Surgical · 7 min read
How Long Does a Facelift Last? An Honest Answer
By Dr Hassan Soueid · MD, FRCS · Lead Surgeon, Kensington Cosmetic Clinic
Published 21 June 2026
TL;DR. A modern facelift typically takes around ten years off the lower face and neck, and the result generally holds for ten to fifteen years. You keep ageing afterwards, but you always look younger than if you had never had it done. Technique, skin quality and lifestyle decide where you land in that range.
What a facelift actually does
A facelift repositions the deeper support layer of the face, the SMAS, and re-drapes the skin over it. It corrects jowls, a heavy jawline and a loose neck. It does not treat skin texture, fine lines or volume loss on its own, which is why we often combine it with skin resurfacing or fat transfer for a complete result.
How long the result holds
For most patients a deep-plane or extended SMAS facelift lasts ten to fifteen years before they might consider a refresh. A skin-only lift, by contrast, can relax within a few years, which is one reason we rarely recommend it. The structural lift is what gives longevity.
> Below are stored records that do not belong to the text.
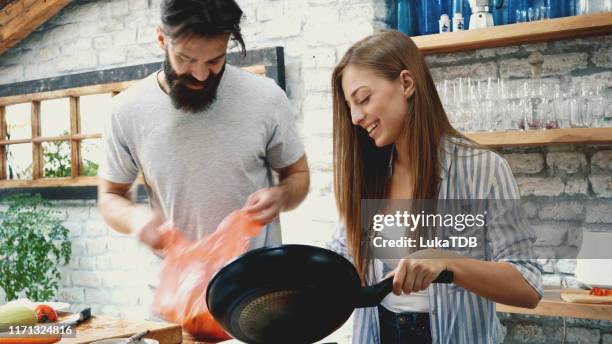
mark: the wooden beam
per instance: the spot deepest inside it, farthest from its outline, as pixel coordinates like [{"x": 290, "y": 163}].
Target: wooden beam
[
  {"x": 78, "y": 137},
  {"x": 514, "y": 34},
  {"x": 14, "y": 142},
  {"x": 551, "y": 137},
  {"x": 75, "y": 145},
  {"x": 37, "y": 161},
  {"x": 19, "y": 18},
  {"x": 49, "y": 182},
  {"x": 3, "y": 161},
  {"x": 68, "y": 92}
]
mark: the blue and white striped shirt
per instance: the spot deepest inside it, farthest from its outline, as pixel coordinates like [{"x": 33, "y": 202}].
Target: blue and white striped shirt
[{"x": 458, "y": 315}]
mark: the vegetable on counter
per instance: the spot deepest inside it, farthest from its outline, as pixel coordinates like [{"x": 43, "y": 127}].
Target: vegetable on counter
[
  {"x": 16, "y": 315},
  {"x": 45, "y": 314},
  {"x": 601, "y": 292}
]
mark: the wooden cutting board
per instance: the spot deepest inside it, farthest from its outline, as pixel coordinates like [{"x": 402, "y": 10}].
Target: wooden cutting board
[
  {"x": 582, "y": 296},
  {"x": 102, "y": 327}
]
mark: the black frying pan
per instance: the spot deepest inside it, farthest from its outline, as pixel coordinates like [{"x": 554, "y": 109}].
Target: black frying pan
[{"x": 290, "y": 294}]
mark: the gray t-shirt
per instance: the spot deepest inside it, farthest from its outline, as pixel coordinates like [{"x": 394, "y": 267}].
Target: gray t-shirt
[{"x": 200, "y": 167}]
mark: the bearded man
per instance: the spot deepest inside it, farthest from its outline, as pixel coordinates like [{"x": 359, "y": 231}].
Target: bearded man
[{"x": 204, "y": 134}]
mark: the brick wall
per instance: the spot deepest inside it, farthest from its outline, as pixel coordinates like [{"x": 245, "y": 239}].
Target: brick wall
[{"x": 567, "y": 188}]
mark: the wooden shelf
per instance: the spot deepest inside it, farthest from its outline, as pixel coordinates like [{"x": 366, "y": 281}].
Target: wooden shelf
[
  {"x": 514, "y": 34},
  {"x": 550, "y": 137}
]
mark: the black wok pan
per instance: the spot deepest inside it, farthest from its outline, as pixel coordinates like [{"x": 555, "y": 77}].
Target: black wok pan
[{"x": 290, "y": 294}]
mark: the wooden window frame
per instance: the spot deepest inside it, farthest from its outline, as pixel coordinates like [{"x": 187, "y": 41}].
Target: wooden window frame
[
  {"x": 74, "y": 138},
  {"x": 268, "y": 61}
]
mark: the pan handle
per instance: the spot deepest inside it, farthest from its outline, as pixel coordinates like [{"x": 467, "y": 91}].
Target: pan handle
[{"x": 372, "y": 295}]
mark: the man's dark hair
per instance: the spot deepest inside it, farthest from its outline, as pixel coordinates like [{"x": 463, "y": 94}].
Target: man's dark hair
[{"x": 206, "y": 18}]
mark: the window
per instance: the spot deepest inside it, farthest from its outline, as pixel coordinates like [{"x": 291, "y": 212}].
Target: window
[
  {"x": 51, "y": 135},
  {"x": 54, "y": 138}
]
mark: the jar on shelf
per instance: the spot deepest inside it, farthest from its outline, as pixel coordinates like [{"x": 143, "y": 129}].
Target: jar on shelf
[{"x": 407, "y": 17}]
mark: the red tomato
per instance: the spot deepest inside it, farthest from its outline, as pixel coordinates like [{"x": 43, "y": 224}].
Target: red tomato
[
  {"x": 601, "y": 292},
  {"x": 45, "y": 314}
]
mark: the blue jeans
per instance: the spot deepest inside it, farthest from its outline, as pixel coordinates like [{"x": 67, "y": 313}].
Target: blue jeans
[{"x": 412, "y": 328}]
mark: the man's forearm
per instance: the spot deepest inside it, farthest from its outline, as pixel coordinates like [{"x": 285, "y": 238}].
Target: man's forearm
[
  {"x": 295, "y": 188},
  {"x": 117, "y": 211}
]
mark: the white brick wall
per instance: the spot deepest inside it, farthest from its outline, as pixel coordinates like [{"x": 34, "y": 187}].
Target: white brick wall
[{"x": 558, "y": 184}]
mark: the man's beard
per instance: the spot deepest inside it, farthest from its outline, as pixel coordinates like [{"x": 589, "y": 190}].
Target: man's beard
[{"x": 188, "y": 99}]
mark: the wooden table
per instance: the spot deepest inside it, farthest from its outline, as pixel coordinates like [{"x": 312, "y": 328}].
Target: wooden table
[
  {"x": 103, "y": 327},
  {"x": 552, "y": 305}
]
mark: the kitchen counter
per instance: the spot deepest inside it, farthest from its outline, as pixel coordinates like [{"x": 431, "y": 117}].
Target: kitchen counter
[
  {"x": 104, "y": 327},
  {"x": 552, "y": 305}
]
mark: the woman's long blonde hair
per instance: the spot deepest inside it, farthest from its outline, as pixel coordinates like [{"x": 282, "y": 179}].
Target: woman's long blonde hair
[{"x": 362, "y": 170}]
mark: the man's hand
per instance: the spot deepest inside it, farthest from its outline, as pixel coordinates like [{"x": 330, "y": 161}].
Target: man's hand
[
  {"x": 265, "y": 204},
  {"x": 148, "y": 226}
]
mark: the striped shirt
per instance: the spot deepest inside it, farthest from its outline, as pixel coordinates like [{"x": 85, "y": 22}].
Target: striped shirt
[{"x": 456, "y": 314}]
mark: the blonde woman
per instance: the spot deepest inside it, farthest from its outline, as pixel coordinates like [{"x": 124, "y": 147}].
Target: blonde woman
[{"x": 393, "y": 140}]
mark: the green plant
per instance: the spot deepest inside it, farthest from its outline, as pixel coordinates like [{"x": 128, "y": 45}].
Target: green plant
[
  {"x": 56, "y": 155},
  {"x": 33, "y": 244}
]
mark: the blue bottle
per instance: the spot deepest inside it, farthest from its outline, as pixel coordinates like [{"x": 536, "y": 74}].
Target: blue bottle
[
  {"x": 407, "y": 17},
  {"x": 463, "y": 7},
  {"x": 429, "y": 14},
  {"x": 467, "y": 13},
  {"x": 498, "y": 12},
  {"x": 514, "y": 5}
]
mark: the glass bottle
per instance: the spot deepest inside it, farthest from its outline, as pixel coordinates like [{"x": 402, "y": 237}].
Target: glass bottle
[
  {"x": 429, "y": 14},
  {"x": 407, "y": 17}
]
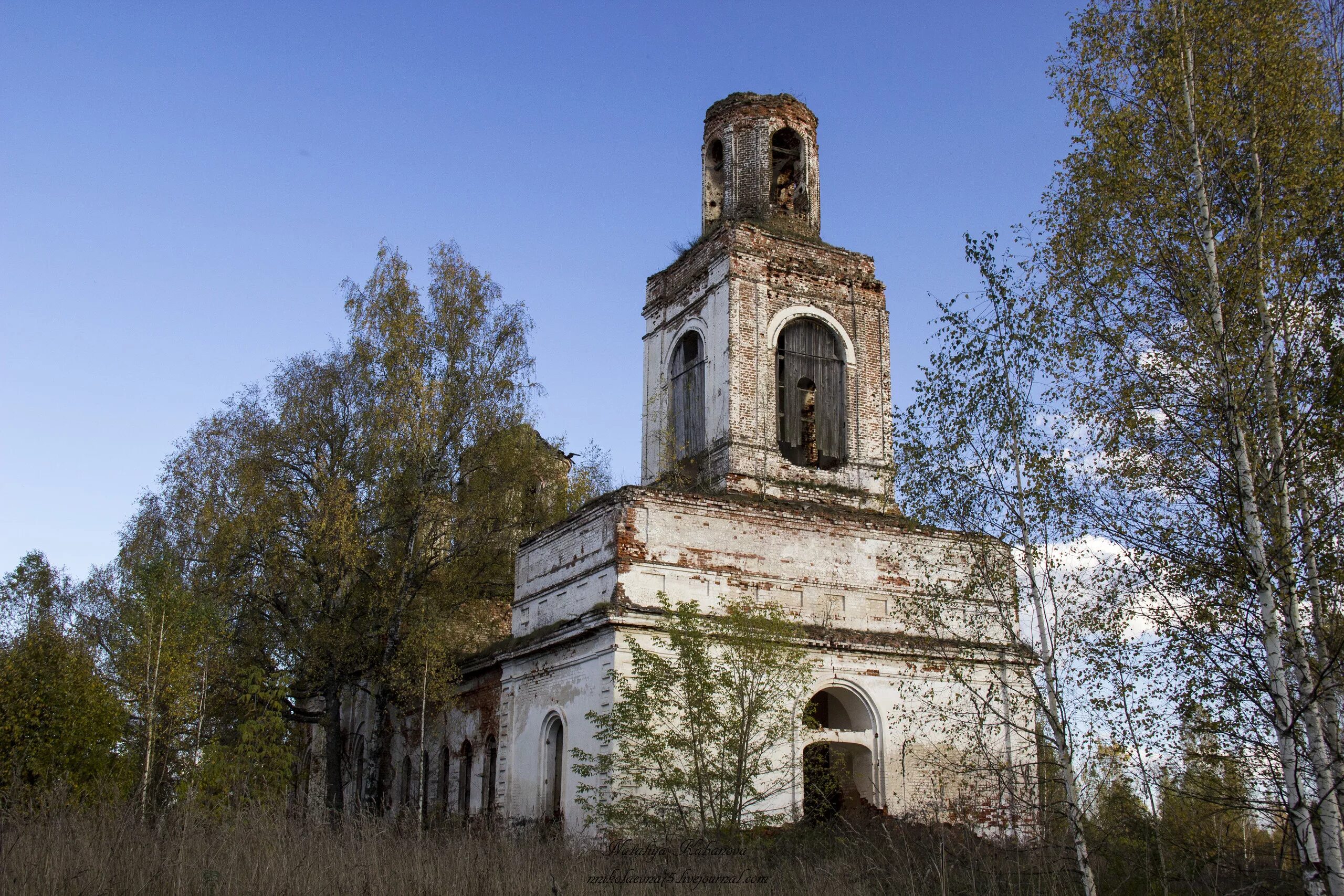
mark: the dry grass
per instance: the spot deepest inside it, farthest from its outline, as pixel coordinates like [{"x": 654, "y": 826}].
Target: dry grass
[{"x": 108, "y": 851}]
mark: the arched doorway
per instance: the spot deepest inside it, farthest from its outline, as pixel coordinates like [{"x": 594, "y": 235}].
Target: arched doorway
[
  {"x": 838, "y": 762},
  {"x": 553, "y": 770}
]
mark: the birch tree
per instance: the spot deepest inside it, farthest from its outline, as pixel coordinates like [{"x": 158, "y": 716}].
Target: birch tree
[
  {"x": 1194, "y": 253},
  {"x": 980, "y": 452}
]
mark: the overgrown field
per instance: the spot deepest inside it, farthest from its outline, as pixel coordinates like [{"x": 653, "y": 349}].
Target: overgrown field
[
  {"x": 262, "y": 855},
  {"x": 109, "y": 851}
]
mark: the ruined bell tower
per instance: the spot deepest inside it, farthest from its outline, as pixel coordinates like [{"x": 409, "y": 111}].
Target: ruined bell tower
[
  {"x": 766, "y": 362},
  {"x": 768, "y": 412}
]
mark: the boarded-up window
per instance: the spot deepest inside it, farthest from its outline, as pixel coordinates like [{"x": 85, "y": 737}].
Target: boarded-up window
[
  {"x": 689, "y": 395},
  {"x": 811, "y": 394}
]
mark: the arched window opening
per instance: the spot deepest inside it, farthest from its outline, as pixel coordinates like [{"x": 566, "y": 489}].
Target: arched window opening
[
  {"x": 838, "y": 777},
  {"x": 714, "y": 179},
  {"x": 492, "y": 757},
  {"x": 839, "y": 710},
  {"x": 464, "y": 779},
  {"x": 406, "y": 779},
  {"x": 359, "y": 769},
  {"x": 553, "y": 757},
  {"x": 811, "y": 395},
  {"x": 785, "y": 170},
  {"x": 687, "y": 386},
  {"x": 445, "y": 770}
]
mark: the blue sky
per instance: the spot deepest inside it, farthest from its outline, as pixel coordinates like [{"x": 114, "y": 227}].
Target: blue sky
[{"x": 185, "y": 186}]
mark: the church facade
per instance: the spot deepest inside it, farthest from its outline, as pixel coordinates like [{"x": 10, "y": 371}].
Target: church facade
[{"x": 766, "y": 472}]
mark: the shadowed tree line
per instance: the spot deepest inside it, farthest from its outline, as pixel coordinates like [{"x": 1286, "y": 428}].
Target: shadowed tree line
[{"x": 350, "y": 523}]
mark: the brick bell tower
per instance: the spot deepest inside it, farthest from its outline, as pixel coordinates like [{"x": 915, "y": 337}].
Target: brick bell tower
[{"x": 766, "y": 352}]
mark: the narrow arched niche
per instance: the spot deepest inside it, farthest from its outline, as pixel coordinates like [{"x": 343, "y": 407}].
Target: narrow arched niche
[
  {"x": 811, "y": 394},
  {"x": 786, "y": 193},
  {"x": 553, "y": 770},
  {"x": 714, "y": 181},
  {"x": 686, "y": 381}
]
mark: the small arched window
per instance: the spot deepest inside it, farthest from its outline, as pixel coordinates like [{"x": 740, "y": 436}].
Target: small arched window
[
  {"x": 811, "y": 394},
  {"x": 445, "y": 770},
  {"x": 464, "y": 779},
  {"x": 553, "y": 758},
  {"x": 687, "y": 383},
  {"x": 785, "y": 171},
  {"x": 714, "y": 179},
  {"x": 359, "y": 769},
  {"x": 492, "y": 758}
]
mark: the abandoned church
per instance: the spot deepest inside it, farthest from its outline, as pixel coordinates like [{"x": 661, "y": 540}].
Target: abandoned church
[{"x": 768, "y": 397}]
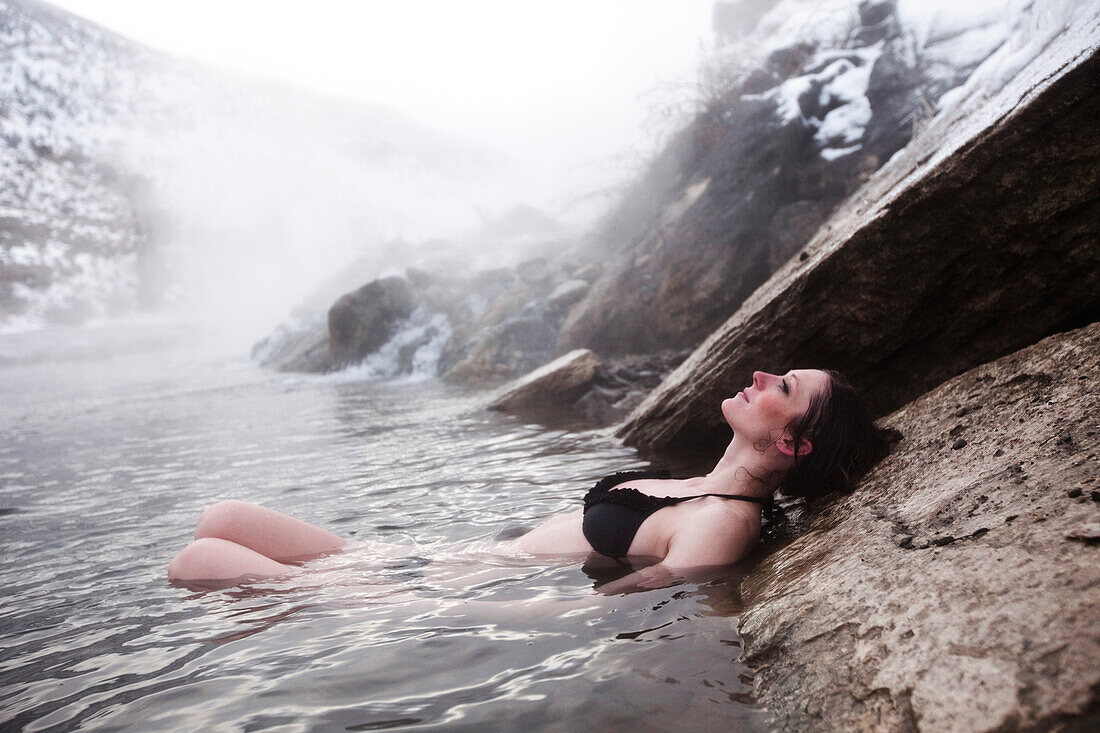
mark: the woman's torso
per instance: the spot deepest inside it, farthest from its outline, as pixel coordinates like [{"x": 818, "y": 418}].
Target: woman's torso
[{"x": 564, "y": 534}]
- Strong and lasting: jawline definition, jowl correction, neck tightening.
- Continues to age: skin quality, sun damage and volume, these need separate maintenance.
What makes a facelift last longer
Sun protection, not smoking, stable weight and good skincare all extend the result. So does the depth of the lift, a structural technique outlasts a superficial one. Maintenance treatments such as Profhilo, microneedling or a peel keep the skin matching the lift.
When we say no
If the main concern is skin texture or volume rather than sagging, surgery is the wrong tool and we will tell you so. A facelift is for descent and laxity, nothing else.
Frequently asked
Questions we get asked about EnerPeel®
- Will a facelift make me look pulled or 'done'?
- Not when the deeper layer is lifted rather than the skin pulled tight. A structural lift looks rested, not stretched.
- What age is best for a facelift?
- There is no fixed age. Most patients are in their late forties to sixties, but suitability depends on tissue laxity, not a number.
- Can I have a facelift without surgery?
- Non-surgical options can soften early ageing, but nothing replaces a surgical lift once there is true skin and jawline descent.